Another co-author on the paper, Ashka Naik, Director, Research and Policy at Corporate Accountability, commented:

"The seminal nutrition guidance informing the health of the country should be subject to the highest level of transparency and public accountability. While it is good to see progress toward what advocates have long-demanded, disclosures should be de-anonymized. If members cannot publicly stand behind their affiliations, they should not be informing our children’s diets or be responsible for our nation's well-being. What is more, while this disclosure may demonstrate a shift away from a Committee steeped-in ties to industry groups like the International Life Sciences Institute (ILSI), it is still replete with ties to Big Pharma and the food industry. Disclosure as such is not a substitute for freeing the guidelines from these unnecessary and potentially problematic entanglements with the industry.”

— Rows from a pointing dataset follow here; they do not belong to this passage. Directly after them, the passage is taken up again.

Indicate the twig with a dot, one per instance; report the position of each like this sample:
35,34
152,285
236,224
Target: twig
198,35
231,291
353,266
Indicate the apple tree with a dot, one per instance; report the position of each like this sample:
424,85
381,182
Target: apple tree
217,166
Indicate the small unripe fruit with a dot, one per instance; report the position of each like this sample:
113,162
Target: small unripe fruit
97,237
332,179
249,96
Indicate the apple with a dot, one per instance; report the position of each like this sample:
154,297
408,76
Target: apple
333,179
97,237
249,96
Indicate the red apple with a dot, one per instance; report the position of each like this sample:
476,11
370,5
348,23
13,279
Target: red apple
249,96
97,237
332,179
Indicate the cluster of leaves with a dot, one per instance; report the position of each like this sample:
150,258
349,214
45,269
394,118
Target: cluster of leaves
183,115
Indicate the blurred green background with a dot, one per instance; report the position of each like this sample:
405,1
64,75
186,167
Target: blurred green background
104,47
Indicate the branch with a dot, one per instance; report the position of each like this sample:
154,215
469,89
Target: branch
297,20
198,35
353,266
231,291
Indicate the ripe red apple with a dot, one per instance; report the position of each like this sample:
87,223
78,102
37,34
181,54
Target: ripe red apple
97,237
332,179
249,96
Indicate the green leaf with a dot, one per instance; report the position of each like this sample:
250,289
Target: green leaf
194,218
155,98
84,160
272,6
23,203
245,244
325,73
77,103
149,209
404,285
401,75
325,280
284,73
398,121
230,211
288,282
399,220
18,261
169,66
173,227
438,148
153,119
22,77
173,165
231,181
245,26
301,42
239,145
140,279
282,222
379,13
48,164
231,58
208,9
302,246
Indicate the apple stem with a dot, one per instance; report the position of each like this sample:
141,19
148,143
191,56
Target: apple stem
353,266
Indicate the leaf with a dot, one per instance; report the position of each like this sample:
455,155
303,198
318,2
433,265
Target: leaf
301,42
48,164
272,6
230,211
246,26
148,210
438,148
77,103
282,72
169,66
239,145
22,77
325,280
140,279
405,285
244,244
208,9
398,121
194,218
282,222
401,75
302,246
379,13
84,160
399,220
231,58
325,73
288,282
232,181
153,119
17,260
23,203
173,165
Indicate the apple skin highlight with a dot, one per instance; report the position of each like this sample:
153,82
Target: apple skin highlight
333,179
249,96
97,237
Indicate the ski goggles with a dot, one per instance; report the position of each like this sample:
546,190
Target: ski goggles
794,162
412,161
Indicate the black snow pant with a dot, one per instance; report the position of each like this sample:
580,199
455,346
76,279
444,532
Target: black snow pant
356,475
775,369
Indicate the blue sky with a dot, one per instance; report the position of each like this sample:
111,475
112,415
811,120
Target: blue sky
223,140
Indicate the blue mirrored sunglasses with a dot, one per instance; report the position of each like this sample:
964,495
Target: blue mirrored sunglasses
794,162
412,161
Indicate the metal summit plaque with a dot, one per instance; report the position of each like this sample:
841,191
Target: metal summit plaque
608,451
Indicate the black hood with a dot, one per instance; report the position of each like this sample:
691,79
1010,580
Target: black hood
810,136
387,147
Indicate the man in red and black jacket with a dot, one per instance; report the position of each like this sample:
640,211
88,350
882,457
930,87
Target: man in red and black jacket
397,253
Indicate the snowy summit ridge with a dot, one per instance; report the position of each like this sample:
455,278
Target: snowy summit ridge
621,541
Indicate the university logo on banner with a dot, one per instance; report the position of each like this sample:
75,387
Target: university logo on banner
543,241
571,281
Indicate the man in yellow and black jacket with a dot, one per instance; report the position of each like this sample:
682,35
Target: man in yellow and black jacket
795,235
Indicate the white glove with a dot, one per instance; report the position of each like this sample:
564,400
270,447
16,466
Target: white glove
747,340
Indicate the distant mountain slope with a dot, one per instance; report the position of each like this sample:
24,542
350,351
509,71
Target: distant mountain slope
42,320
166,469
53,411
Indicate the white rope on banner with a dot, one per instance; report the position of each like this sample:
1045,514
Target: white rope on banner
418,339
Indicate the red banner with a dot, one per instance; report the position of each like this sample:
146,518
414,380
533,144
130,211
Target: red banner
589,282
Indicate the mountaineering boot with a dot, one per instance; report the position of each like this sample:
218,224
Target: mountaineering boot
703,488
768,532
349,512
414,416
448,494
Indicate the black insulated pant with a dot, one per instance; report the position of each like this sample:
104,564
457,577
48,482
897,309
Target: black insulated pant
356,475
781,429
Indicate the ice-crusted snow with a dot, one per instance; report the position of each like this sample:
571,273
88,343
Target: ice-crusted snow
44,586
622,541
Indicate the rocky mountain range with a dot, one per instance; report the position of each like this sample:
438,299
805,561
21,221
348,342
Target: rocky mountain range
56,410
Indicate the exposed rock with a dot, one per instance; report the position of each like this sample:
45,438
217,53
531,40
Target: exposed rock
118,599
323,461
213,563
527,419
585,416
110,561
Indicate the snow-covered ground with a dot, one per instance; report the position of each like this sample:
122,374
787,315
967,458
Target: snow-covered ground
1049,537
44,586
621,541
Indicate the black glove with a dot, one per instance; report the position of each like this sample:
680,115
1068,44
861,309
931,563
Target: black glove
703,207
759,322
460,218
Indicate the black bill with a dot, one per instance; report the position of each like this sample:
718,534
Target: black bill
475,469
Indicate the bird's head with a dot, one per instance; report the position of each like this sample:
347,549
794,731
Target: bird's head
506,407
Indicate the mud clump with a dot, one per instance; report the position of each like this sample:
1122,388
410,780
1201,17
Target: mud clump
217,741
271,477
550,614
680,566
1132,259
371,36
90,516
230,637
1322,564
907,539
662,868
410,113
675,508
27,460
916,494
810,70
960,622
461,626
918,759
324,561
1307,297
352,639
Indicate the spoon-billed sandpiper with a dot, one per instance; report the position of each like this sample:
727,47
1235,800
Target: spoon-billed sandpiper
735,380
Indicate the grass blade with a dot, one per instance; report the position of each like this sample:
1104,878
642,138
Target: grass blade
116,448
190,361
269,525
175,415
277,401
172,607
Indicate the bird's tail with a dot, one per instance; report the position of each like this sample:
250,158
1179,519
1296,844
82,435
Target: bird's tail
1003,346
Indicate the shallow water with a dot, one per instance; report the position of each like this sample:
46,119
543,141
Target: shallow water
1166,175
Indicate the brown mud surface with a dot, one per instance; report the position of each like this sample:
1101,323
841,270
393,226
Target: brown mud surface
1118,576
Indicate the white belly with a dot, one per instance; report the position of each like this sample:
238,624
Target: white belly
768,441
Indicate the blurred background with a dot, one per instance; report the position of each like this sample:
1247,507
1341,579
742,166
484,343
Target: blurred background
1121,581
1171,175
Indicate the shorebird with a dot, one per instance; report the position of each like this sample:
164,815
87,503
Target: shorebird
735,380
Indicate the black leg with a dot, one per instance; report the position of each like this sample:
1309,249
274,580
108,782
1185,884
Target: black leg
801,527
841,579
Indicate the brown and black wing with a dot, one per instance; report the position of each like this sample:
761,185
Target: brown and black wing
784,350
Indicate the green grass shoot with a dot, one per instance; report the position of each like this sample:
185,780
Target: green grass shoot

Further, the USDA-HHS appear to have violated regulations for the Federal Committee Advisory Act (FACA), which governs the DGAC, by not even registering the committee’s basic information in the FACA database, hosted by the General Services Administration.

We are calling on the USDA-HHS to take immediate action to address these shortcomings by releasing individual disclosures of potential conflicts of interest for each DGAC member, including any financial or non-financial relationships with industry groups, as recommended by the NASEM.

We believe that it is imperative for the DGAC to operate with complete transparency, with the aim of ensuring that the guidelines are based solely on scientific evidence and not influenced by industry interests.